I have previously written about four ways to solve nonlinear equations in SAS. One way is to use PROC MODEL, as shown below:
data initial; alpha=1; beta=1; /* initial guess for finding root */ p1=0.5; X1 = 4; /* eqn for 1st quantile: F(X1; alpha, beta) = p1 */ p2=0.9; X2 = 8; /* eqn for 2nd quantile: F(X2; alpha, beta) = p2 */ run; proc model data=initial; eq.one = cdf("Gamma", X1, alpha, beta) - p1; /* find root of eq1 */ eq.two = cdf("Gamma", X2, alpha, beta) - p2; /* and eq2 */ solve alpha beta / solveprint out=solved outpredict; run;quit; proc print data=solved noobs; var alpha beta; run; |
The output indicates that the parameters (α, β) = (2.96, 1.52) are the values for which the Gamma(α, β) quantiles match the sample quantiles. You can see this by graphing the CDF function and adding reference lines at the 50th and 90th percentiles, as shown at the beginning of this section. The following SAS code creates the graph:
/* Graph the CDF function to verify that the solution makes sense */ data Check; set solved; /* estimates of (alpha, beta) from solving eqns */ do x = 0 to 12 by 0.2; CDF = cdf("gamma", x, alpha, beta); output; end; run; title "CDF of Gamma Distribution"; title2 "Showing 50th and 90th Percentiles"; proc sgplot data=Check; series x=x y=CDF / curvelabel; dropline y=0.5 X=4 / dropto=both; /* first percentile */ dropline y=0.9 X=8 / dropto=both; /* second percentile */ yaxis values=(0 to 1 by 0.1) label="Cumulative Probability"; xaxis values=(0 to 12 by 2); run; |
Least squares estimates for matching quantiles
The previous section is relevant when you have as many sample quantiles as parameters. If you have more sample quantiles than parameters, then the system is overconstrained and you probably want to compute a least squares solution. If there are m sample quantiles, the least squares solution is the set of parameters that minimizes the sum of squares Σim (pi – F(xi; α, β))2.
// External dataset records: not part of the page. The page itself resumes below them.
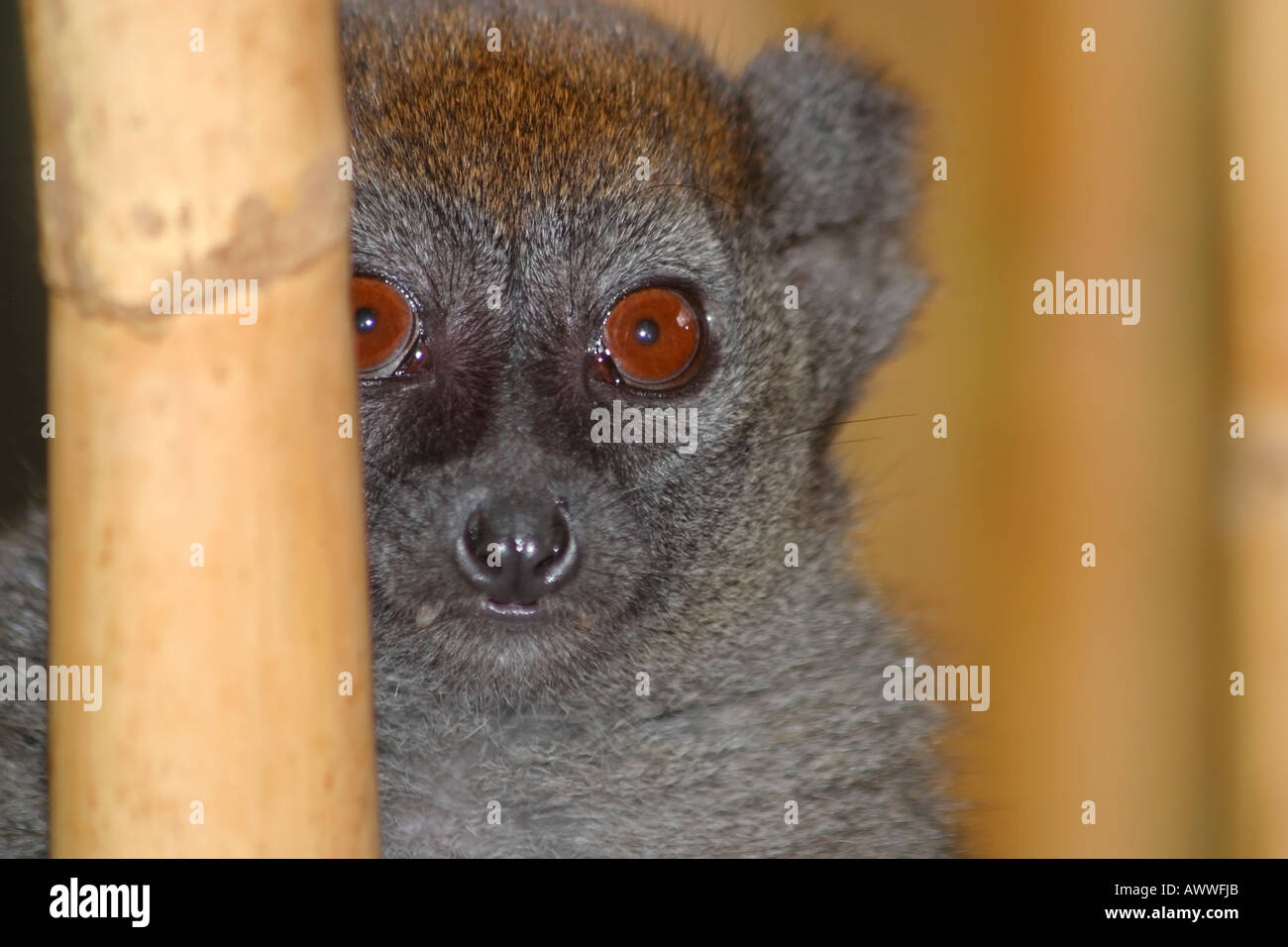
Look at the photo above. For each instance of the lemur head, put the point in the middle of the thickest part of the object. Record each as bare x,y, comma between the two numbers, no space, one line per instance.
558,209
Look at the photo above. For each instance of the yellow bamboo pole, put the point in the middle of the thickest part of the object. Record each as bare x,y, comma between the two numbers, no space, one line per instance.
206,544
1256,245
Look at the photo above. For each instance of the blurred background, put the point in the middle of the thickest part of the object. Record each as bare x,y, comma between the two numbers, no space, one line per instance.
1111,684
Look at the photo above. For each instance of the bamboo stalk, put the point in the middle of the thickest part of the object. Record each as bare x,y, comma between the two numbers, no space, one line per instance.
206,543
1254,244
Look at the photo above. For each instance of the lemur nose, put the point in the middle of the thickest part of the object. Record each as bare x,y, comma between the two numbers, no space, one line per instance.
515,549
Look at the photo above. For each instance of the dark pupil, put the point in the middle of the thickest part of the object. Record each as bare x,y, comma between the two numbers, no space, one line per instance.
645,331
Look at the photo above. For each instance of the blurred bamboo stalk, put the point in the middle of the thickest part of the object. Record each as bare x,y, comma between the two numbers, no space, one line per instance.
206,543
1256,250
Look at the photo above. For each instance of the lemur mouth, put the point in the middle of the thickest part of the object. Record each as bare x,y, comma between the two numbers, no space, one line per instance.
511,611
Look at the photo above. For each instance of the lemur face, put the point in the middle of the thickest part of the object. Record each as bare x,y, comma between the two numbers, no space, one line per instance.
572,223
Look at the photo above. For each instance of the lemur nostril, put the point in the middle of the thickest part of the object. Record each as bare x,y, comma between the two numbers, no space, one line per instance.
516,548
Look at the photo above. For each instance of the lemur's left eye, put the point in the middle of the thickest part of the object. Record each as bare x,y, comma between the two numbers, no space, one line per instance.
655,339
384,326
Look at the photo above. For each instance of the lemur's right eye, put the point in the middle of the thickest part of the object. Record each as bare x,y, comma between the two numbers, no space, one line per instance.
384,326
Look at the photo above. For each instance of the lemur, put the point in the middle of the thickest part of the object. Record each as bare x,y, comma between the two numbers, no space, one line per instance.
599,646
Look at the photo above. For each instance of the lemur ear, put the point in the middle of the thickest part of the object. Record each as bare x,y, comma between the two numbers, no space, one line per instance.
836,192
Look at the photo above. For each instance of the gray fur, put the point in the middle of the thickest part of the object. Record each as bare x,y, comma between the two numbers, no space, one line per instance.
765,681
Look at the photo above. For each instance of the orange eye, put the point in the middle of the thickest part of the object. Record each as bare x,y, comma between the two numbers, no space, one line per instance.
382,324
653,338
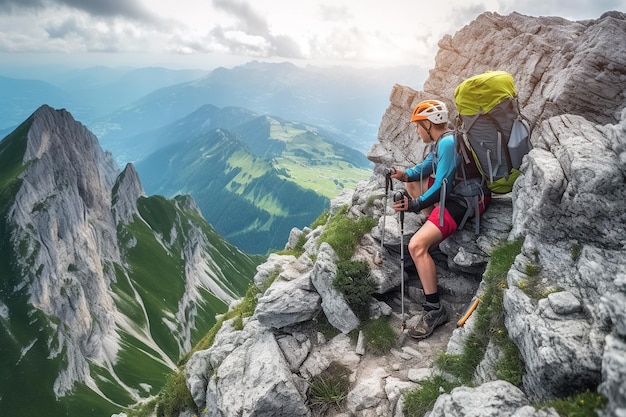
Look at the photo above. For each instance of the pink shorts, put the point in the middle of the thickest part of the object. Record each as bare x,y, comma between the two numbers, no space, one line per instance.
449,224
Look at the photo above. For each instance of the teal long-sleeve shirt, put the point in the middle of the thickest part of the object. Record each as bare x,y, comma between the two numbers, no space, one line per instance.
442,161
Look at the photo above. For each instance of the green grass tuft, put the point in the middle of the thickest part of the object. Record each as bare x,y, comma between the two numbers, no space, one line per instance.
330,387
175,397
379,335
343,233
586,404
420,401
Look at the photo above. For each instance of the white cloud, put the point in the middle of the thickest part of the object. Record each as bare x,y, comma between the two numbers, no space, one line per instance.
388,32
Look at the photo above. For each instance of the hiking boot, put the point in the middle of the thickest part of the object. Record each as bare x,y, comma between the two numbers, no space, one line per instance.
429,322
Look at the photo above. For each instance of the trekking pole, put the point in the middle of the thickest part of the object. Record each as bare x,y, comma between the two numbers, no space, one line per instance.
398,197
378,259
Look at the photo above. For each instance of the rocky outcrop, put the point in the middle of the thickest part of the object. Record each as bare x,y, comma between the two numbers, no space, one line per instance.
76,293
63,210
566,206
126,192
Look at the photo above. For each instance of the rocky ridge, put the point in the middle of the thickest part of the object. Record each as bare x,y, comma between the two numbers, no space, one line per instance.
566,206
69,261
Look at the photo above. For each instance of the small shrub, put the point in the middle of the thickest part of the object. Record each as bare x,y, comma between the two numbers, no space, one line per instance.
321,220
298,249
146,409
343,233
174,397
353,279
420,401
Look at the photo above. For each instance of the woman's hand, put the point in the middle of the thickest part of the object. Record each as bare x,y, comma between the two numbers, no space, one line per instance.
398,174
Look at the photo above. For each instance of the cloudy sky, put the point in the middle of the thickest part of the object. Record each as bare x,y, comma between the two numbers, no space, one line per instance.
209,33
For example, the following DATA step contains five sample quantiles. The observation (p,q) = (0.1, 1.48) indicates that the 10th percentile is x=1.48. The second observation indicates that the 25th percentile is x=2.50. The last observation indicates that the 90th percentile is x=7.99. You can use PROC NLIN to find a least squares solution to the quantile-matching problem, as follows:
data SampleQntls; input p q; /* p is cumul probability; q is p_th sample quantile */ datalines; 0.1 1.48 0.25 2.50 0.5 4.25 0.75 6.00 0.9 7.99 ; /* least squares fit of parameters */ proc nlin data=SampleQntls /* sometimes the NOHALVE option is useful */ outest=PE(where=(_TYPE_="FINAL")); parms alpha 2 beta 2; bounds 0 < alpha beta; model p = cdf("Gamma", q, alpha, beta); run; proc print data=PE noobs; var alpha beta; run; |
The solution indicates the parameter values (α, β) = (2.72, 1.70) minimize the sum of squares between the observed and theoretical quantiles. The following graph shows the observed quantiles overlaid on the CDF of the fitted Gamma(α, β) distribution. Alternatively, you can graph the quantile-quantile plot of the observed and fitted quantiles.
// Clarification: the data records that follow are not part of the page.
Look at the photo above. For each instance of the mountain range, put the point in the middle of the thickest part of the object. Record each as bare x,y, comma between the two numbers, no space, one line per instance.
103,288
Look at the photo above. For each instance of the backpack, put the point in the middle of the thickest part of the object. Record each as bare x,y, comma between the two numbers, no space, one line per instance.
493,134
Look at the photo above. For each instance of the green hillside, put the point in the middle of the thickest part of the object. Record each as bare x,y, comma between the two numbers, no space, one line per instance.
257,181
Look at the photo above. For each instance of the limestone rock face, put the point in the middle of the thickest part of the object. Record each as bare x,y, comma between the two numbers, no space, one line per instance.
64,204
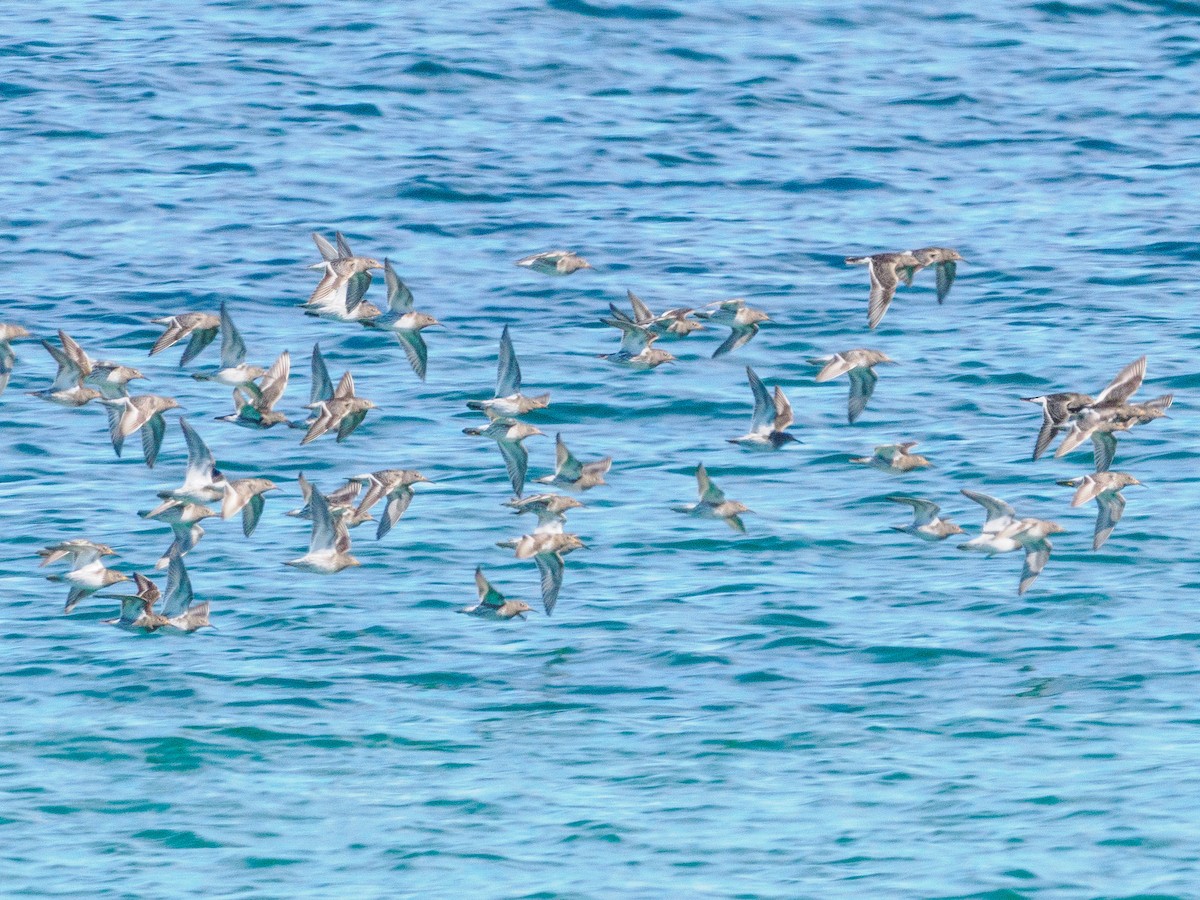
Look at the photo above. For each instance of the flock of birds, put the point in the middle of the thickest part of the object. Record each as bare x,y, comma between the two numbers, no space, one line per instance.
341,297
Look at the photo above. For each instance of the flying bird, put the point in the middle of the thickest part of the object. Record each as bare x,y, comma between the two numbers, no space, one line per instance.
201,329
771,419
859,367
492,604
555,262
713,504
508,399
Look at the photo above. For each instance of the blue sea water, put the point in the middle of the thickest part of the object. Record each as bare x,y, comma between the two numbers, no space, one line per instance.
821,707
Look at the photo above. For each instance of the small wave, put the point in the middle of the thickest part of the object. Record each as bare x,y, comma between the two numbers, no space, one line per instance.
621,11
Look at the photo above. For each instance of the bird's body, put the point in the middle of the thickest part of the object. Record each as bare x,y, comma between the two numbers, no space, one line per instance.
245,496
343,411
713,504
329,549
669,325
341,503
343,283
550,508
547,551
201,329
573,474
234,372
1104,487
894,457
927,522
946,265
1103,420
394,484
203,481
771,420
859,366
405,322
1061,411
184,519
555,262
508,400
255,407
143,413
88,574
636,347
508,433
1005,533
69,388
491,604
886,271
742,319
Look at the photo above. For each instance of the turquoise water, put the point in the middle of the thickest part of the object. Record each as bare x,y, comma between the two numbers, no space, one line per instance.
821,707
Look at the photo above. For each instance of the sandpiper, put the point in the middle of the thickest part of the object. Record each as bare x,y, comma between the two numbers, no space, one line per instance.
672,323
7,358
343,283
245,495
203,481
87,575
713,504
233,372
255,407
894,457
111,378
858,365
771,419
137,610
1003,533
394,484
141,413
1102,420
508,433
571,473
178,605
945,262
999,519
403,321
1033,537
75,551
509,400
343,409
202,327
1104,487
555,262
67,388
742,319
321,387
886,271
636,349
329,549
550,508
341,503
184,519
1059,411
492,604
547,551
927,523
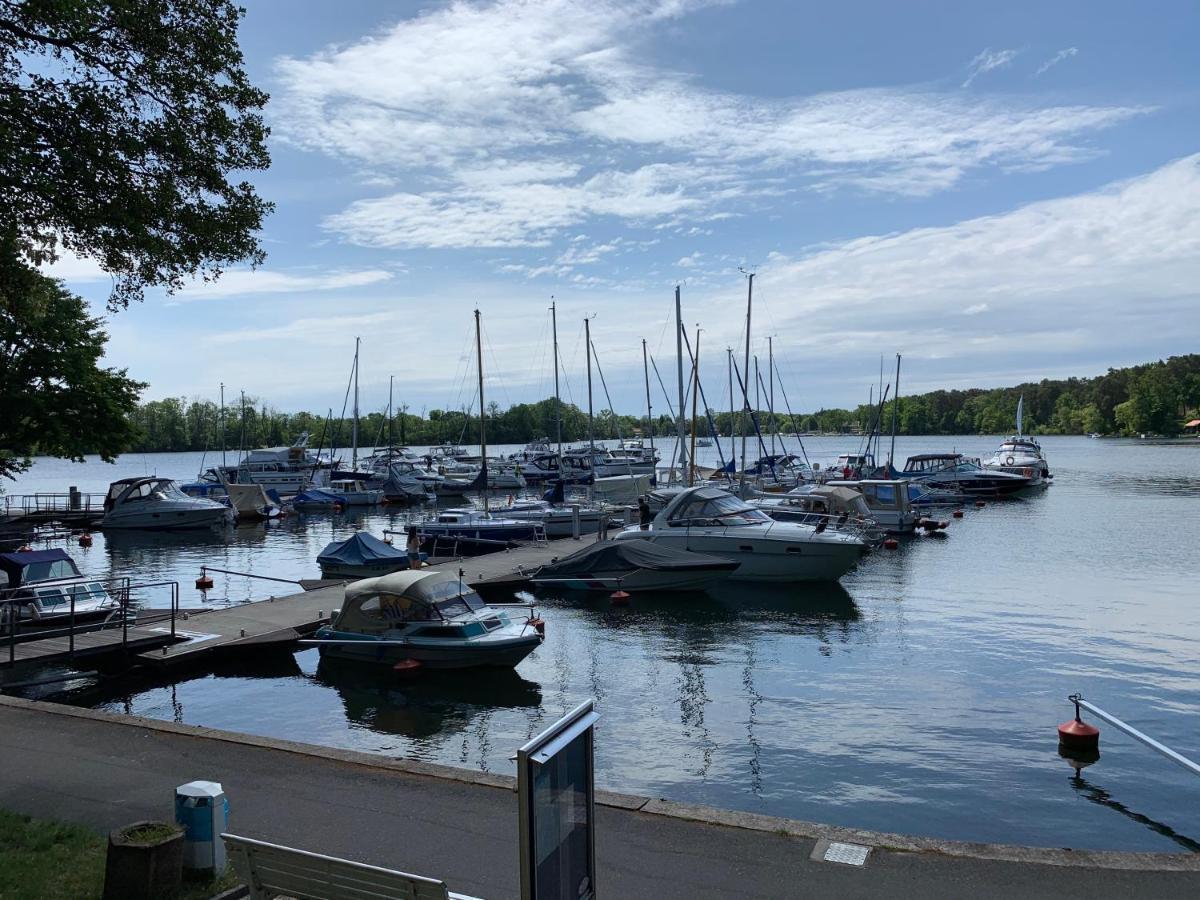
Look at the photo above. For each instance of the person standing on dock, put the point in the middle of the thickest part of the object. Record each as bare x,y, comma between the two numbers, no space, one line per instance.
414,549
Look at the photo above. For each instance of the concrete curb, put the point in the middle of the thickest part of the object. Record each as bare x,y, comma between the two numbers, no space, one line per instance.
647,805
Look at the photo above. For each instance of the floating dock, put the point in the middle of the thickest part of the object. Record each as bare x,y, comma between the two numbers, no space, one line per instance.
198,634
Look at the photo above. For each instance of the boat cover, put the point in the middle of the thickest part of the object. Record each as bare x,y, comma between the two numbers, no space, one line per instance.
359,550
15,564
627,556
Weighted least squares estimates for matching quantiles
For small samples, quantiles in the tail of a distribution have a large standard error, which means that the observed quantile might not be close to the theoretical quantile. One way to handle that uncertainty is to compute a weighted regression analysis where each sample quantile is weighted by the inverse of its variance. According to Stuart and Ord (Kendall’s Advanced Theory of Statistics, 1994, section 10.10), the standard error of the p_th sample quantile in a sample of size n is σ2 = p(1-p) / (n f(ξp)2), where ξp is the p_th quantile of the distribution and f is the probability density function.
In PROC NLIN, you can perform weighted analysis by using the automatic variable _WEIGHT_. The following statements define the variance of the p_th sample quantile and define weights equal to the inverse variance. Notice the NOHALVE option, which can be useful for iteratively reweighted least squares problems. The option eliminates the requirement that the weighted sum of squares must decrease at every iteration.
/* weighted least squares fit where w[i] = 1/variance[i] */ proc nlin data=SampleQntls NOHALVE outest=WPE(where=(_TYPE_="FINAL")); parms alpha 2 beta 2; bounds 0 < alpha beta; N = 80; /* sample size */ xi = quantile("gamma", p, alpha, beta); /* quantile of distrib */ f = pdf("Gamma", xi, alpha, beta); /* density at quantile */ variance = p*(1-p) / (N * f**2); /* variance of sample quantiles */ _weight_ = 1 / variance; /* weight for each observation */ model p = cdf("Gamma", q, alpha, beta); run; |
The parameter estimates for the weighted analysis are slightly different than for the unweighted analysis. The following graph shows the CDF for the weighted estimates, which does not pass as close to the 75th and 90th percentiles as does the CDF for the unweighted estimates. This is because the PDF of the gamma distribution is relatively small for those quantiles, which causes the regression to underweight those sample quantiles.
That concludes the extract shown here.